Don’t get left behind

Do you want to know what the latest trends are in game development? Do you have a fear of being left behind in the game dev industry because you don’t know what such n’ such a technique is? Is there something you can do to make sure you’re not left behind in the dust?  There is!

In this post, I’m mainly concerned with physics and graphics, but the same sort of techniques apply to other fields as well. The following items are what I do regularly to keep up to date in my field:

  1. Read popular blogs and look at their blog rolls too to find even more. They probably have linked other professionals into their blog rolls. If you do’t know any, ask around or find the blog for the author of one of your books. Google search perhaps. I have RSS feeds for all the best ones.
  2. Browse the newest technical books on amazon.com. This technique is only somewhat useful because you may become overwhelmed with the number of results. I haven’t tried it, but perhaps you could browse by release date. Just searching using the words “game and physics” should reveal results related to physics simulation in game dev.
  3. Books that come out in a series usually means that things change rather fast. For example the ShaderX series. Just browsing the table of contents of the latest books (and past too), gives you a very good idea of what people are working on and what the current challenges are.
  4. Look at the available sessions that will be presented for the upcoming GDC, Gamefest, Siggraph, & Intel conventions/conferences. Just by looking at the sessions available gives you an idea about what the latest trends are. Also, after the conferences, it’s usually possible to gather white papers, videos, audio, and powerpoint slides of the sessions sometimes. Either free or not free (GDCVault).
  5. Check out nVidia, AMD, Intel, Microsoft developer areas of their websites. If they have rss feeds, subscribe to them. They may also have presentations, whitepapers, and videos from conferences here too. Be sure to also download their sdks and look at the samples they packaged with it. Their samples give a decent indication of what is new. They usually have a TON of information on the developer areas of their sites.
  6. Large game dev companies usually have R&D websites.  Valve, Crytek, Insomniac, etc. They usually have a place they post whitepapers/presentations/etc. that they presented at a conference sometime.
  7. Look at what the latest tools are at the expos and conferences. A lot of times middleware developers will try to sell their product at expos, so it’s important to actually look at what is being offered and advertised. Things such as Havok, Unity, Granny 3D, etc. Middleware is really important so don’t forget about it.
  8. Hot new academic papers / whitepapers come from schools. The best ones are usually ones with graduate degrees that focus on one or more areas of game dev such as physics or graphics. The most notable being Stanford and Carnegie Mellon.  Sadly, DigiPen doesn’t have jack.  Usually there is a section on their website, but sometimes it’s difficult to find. Professors sometimes post their papers on their own personal website instead of the schools, so keep that in mind. Also, students have excellent papers too. So browsing a student’s website portfolio may provide links to their whitepapers or other works that are useful. Industry professionals also have whitepapers too (employees at microsoft, or other game dev companies). Search for their blogs and/or websites to get juicy info about what they’re working on, what they are attempting to solve, and the whitepapers they may have contributed to.
  9. Don’t forget obvious things such as game developer magazine and company news letters such as intel visual adrenaline. Look for other newsletters as well such as amd, nvidia, etc. Might as well subscribe to gdc, gamefest, & siggraph newsletters too.
  10. It may also benefit you to look at a school’s curriculum and their classes’ syllabi periodically to make sure you’re not getting off track. Particularly the graduate courses.
  11. There are other things such as forums, discussions, and usenet newsgroups, but you may well be wasting your time as they’re usually more useful if you need help with something.

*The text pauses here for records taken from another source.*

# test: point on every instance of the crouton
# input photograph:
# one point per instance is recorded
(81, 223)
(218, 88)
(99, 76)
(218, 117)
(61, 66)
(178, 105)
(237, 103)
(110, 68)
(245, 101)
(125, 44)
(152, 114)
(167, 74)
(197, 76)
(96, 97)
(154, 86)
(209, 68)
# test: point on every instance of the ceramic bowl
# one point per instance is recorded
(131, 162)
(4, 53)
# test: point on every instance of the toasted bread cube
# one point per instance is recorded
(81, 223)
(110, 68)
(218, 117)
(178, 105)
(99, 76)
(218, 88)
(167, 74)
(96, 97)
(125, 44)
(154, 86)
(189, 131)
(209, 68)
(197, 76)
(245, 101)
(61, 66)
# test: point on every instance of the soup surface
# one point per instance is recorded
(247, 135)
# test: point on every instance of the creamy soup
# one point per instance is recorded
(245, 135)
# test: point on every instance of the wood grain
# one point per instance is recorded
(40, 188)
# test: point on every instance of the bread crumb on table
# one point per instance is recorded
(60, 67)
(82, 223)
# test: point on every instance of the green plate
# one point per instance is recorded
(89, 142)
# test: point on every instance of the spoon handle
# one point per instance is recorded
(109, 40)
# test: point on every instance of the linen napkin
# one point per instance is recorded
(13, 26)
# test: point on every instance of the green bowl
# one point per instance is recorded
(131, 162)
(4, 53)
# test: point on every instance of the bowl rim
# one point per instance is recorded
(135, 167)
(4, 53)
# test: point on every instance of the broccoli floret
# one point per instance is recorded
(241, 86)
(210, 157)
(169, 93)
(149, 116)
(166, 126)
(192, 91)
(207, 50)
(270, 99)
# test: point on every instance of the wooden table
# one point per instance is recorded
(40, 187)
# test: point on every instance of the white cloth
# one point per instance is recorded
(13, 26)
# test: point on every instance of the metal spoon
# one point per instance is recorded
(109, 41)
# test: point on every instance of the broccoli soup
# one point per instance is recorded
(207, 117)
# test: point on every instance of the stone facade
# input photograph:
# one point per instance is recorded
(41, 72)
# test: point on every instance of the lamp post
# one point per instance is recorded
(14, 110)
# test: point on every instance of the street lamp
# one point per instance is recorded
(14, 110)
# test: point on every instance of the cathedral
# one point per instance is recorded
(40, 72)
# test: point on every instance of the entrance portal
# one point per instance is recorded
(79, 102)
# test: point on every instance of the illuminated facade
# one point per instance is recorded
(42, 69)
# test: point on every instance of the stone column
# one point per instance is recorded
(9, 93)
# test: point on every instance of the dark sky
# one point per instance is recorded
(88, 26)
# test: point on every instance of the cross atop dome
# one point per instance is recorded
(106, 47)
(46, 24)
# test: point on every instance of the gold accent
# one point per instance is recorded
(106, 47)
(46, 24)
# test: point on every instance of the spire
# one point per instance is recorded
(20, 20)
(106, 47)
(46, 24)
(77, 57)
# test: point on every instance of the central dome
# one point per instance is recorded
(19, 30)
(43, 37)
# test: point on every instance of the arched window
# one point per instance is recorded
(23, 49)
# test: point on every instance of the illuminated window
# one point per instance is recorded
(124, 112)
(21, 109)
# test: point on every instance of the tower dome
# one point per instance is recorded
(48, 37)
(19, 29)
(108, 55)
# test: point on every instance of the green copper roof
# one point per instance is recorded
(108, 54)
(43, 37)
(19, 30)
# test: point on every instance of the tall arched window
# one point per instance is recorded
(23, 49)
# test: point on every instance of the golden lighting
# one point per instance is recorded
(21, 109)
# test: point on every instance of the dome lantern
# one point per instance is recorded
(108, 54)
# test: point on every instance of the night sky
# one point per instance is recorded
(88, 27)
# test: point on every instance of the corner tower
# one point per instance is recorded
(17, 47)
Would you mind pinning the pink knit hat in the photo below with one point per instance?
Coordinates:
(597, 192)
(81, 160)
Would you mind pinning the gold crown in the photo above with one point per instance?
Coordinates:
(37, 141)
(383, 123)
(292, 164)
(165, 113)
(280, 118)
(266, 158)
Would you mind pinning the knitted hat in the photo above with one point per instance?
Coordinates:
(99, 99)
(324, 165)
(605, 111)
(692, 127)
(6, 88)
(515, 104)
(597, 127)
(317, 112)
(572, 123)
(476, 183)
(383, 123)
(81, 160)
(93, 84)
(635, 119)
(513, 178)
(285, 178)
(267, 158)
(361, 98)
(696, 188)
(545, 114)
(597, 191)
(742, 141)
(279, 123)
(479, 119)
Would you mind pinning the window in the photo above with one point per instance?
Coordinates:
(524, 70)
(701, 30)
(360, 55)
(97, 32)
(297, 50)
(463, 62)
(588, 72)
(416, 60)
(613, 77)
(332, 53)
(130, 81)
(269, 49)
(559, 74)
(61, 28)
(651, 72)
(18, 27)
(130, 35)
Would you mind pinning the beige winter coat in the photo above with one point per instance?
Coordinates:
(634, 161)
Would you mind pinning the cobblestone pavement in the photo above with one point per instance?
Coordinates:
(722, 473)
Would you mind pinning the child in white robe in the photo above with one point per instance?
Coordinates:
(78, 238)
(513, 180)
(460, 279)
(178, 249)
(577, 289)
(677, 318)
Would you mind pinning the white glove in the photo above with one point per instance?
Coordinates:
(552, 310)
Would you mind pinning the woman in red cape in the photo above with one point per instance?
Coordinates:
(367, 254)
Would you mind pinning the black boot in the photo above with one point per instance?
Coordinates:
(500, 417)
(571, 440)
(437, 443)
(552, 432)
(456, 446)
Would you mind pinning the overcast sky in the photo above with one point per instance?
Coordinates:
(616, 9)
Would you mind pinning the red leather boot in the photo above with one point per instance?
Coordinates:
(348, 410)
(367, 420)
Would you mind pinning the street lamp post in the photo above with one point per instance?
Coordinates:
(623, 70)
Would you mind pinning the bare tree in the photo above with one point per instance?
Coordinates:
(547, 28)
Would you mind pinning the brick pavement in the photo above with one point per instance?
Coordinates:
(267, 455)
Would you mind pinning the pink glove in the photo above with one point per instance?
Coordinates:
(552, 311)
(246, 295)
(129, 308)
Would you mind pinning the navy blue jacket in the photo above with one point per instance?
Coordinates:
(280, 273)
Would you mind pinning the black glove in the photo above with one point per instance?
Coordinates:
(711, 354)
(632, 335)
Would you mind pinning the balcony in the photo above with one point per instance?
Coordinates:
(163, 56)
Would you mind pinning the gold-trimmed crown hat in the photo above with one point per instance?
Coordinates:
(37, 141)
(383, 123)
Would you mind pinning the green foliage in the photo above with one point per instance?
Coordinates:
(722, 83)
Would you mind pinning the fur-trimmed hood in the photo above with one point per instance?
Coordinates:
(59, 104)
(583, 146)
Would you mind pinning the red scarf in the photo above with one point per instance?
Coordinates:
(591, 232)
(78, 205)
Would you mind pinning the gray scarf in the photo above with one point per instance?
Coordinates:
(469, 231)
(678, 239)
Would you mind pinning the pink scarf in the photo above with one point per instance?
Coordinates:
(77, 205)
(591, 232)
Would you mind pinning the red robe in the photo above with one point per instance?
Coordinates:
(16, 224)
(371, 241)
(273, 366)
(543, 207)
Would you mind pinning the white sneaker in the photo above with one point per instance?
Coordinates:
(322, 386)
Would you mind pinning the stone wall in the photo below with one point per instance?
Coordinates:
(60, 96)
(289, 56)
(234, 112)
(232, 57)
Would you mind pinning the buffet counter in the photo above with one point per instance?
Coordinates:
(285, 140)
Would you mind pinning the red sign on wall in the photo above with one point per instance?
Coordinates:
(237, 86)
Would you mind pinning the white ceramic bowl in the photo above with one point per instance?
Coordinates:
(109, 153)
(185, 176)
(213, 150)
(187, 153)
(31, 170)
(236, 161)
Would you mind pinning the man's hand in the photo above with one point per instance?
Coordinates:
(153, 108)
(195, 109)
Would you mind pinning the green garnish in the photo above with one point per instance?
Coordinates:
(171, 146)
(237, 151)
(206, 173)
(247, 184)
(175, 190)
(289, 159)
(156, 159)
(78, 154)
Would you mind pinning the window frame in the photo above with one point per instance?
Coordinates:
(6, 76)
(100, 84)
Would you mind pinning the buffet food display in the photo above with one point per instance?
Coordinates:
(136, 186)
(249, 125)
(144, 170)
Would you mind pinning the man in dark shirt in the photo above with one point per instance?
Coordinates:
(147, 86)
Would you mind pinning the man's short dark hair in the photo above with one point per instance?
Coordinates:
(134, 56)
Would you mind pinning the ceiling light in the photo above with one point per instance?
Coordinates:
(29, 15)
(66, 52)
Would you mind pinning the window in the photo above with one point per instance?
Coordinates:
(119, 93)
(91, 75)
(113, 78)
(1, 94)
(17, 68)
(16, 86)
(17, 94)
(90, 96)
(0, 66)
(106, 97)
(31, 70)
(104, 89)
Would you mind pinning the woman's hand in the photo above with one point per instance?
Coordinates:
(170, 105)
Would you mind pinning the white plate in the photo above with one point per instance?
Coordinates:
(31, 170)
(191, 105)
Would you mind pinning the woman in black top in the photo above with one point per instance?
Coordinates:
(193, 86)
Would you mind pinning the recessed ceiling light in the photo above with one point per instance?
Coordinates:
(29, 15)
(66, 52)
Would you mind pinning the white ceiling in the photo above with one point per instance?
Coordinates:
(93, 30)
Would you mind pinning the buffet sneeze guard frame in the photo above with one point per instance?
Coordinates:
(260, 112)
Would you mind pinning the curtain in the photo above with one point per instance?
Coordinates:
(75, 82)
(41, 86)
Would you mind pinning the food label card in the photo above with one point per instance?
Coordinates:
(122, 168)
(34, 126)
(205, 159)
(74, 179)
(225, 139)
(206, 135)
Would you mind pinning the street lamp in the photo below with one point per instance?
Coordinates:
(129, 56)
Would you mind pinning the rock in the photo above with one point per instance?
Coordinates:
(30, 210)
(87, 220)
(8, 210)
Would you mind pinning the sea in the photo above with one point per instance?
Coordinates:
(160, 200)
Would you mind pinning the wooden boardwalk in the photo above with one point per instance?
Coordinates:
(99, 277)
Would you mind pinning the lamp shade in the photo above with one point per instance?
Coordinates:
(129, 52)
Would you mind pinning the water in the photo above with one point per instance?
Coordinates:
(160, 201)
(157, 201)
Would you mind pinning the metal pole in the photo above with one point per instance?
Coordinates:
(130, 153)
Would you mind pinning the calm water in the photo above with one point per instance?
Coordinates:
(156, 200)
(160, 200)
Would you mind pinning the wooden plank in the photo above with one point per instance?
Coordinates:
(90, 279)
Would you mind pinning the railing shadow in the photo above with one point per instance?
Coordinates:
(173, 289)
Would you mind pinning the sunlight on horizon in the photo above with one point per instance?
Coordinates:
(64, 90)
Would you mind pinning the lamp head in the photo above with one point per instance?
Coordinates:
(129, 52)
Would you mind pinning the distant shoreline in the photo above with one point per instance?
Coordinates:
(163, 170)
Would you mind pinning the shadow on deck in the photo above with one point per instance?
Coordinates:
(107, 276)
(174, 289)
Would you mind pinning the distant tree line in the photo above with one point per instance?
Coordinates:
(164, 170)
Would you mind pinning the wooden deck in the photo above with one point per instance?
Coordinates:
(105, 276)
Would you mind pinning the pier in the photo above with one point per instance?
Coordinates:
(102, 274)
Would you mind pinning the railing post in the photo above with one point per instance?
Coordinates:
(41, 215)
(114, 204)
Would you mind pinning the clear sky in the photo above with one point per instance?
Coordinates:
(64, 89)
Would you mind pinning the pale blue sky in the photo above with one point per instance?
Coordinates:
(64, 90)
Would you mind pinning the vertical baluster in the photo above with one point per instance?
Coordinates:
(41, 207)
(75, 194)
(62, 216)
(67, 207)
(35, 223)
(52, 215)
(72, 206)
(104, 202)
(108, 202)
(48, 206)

I must caution you though. The hot new stuff (such as academic whitepapers) might not become industry standard. So you may put a lot of effort into learning some awesome new technique, but it may eventually be a waste of time for some reason. I personally like to wait a couple of years to see what techniques are actually being integrated into games before I waste time learning them. Of course this always keeps me a little bit behind everyone else, but I at least know about the technique, even though I haven’t spent the time to implement it.